【SUBARU】次世代車向け車載マイコンをインフィニオンと共同設計 頭脳が変わる

スバルは2026年3月9日、ドイツの自動車向け半導体の開発・製造企業であるインフィニオン・テクノロジーズと、次世代SDV車両向けの制御統合ECUに搭載するマイクロコントローラユニットの設計に関し協業すると発表した。

インフィニオンは車載向けマイクロコントローラーチップの市場を牽引しており、RISC-V(リスクファイブ)を自動車業界のオープンスタンダードにすることを目指し、自動車メーカーの将来的なマイクロコントローラーの要件を満たす技術を開発している。

2025年にインフィニオンは世界のMCU(マイクロコントローラーユニット)チップの市場で首位に立った。さらにインフィニオンは、2025年8月にマーベル社から車載イーサネット事業を買収し、マイクロコントローラー周辺領域の製品ポートフォリオも強化している。
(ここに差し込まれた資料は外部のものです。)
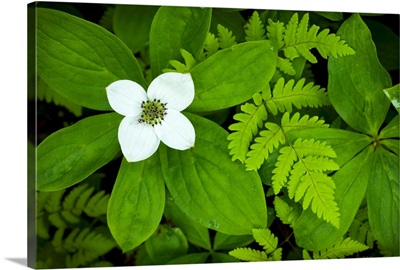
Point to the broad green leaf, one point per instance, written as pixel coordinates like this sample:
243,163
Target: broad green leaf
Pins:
78,59
166,244
391,130
351,183
393,94
383,201
209,187
356,81
232,76
191,258
131,23
71,154
137,202
195,233
346,144
176,28
228,242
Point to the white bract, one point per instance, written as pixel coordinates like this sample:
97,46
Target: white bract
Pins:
153,116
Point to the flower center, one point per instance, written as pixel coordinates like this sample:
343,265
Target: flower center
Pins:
153,112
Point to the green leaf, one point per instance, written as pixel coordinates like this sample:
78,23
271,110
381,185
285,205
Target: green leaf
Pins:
248,254
131,23
69,155
393,94
173,29
351,183
195,233
255,29
137,202
190,258
228,242
225,38
78,59
344,247
383,201
166,244
209,187
356,81
232,76
266,239
391,130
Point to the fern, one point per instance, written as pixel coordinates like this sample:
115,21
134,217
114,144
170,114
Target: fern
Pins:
360,229
211,45
269,140
225,38
341,249
255,28
298,39
83,245
267,240
250,121
284,96
286,213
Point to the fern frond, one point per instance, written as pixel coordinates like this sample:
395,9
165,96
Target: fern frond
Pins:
299,40
275,33
285,65
266,239
211,45
283,166
248,254
341,249
286,213
299,95
225,38
317,189
248,124
268,140
255,28
295,123
315,148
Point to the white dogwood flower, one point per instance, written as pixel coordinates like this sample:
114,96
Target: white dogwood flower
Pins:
153,116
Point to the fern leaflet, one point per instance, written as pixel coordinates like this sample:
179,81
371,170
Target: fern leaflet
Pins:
255,28
211,45
299,95
250,121
268,140
225,38
341,249
299,40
このような背景によりインフィニオンはソフトウェア定義車両 (SDV) におけるセントラルコンピューティング・アーキテクチャー向けに、業界で最も包括的なシステム・ソリューションを提供できる体制を構築している。

スバルは、EVと内燃エンジン搭載車で共用するE/Eアーキテクチャー(電子プラットフォーム)の構築と先進運転支援システムのさらなる高度化を目指し、車両制御情報の演算処理における超低遅延化と低消費電力化の両立を進めている。

スバルは、この実現に向けインフィニオンの車載マイクロコンピューターチップ「AURIX TC4x」の開発初期段階から設計に参画し、仕様の最適化に取り組んできた。TC4xは、「次世代アイサイト」と「AWD制御を含めた車両運動制御」を連携・連動する制御統合ECUに搭載するチップだ。これにより、先進運転支援システムおよび車両運動制御をさらに進化させ、長年追求してきた走る・曲がる・止まるというクルマの基本性能を引き上げることを目指している。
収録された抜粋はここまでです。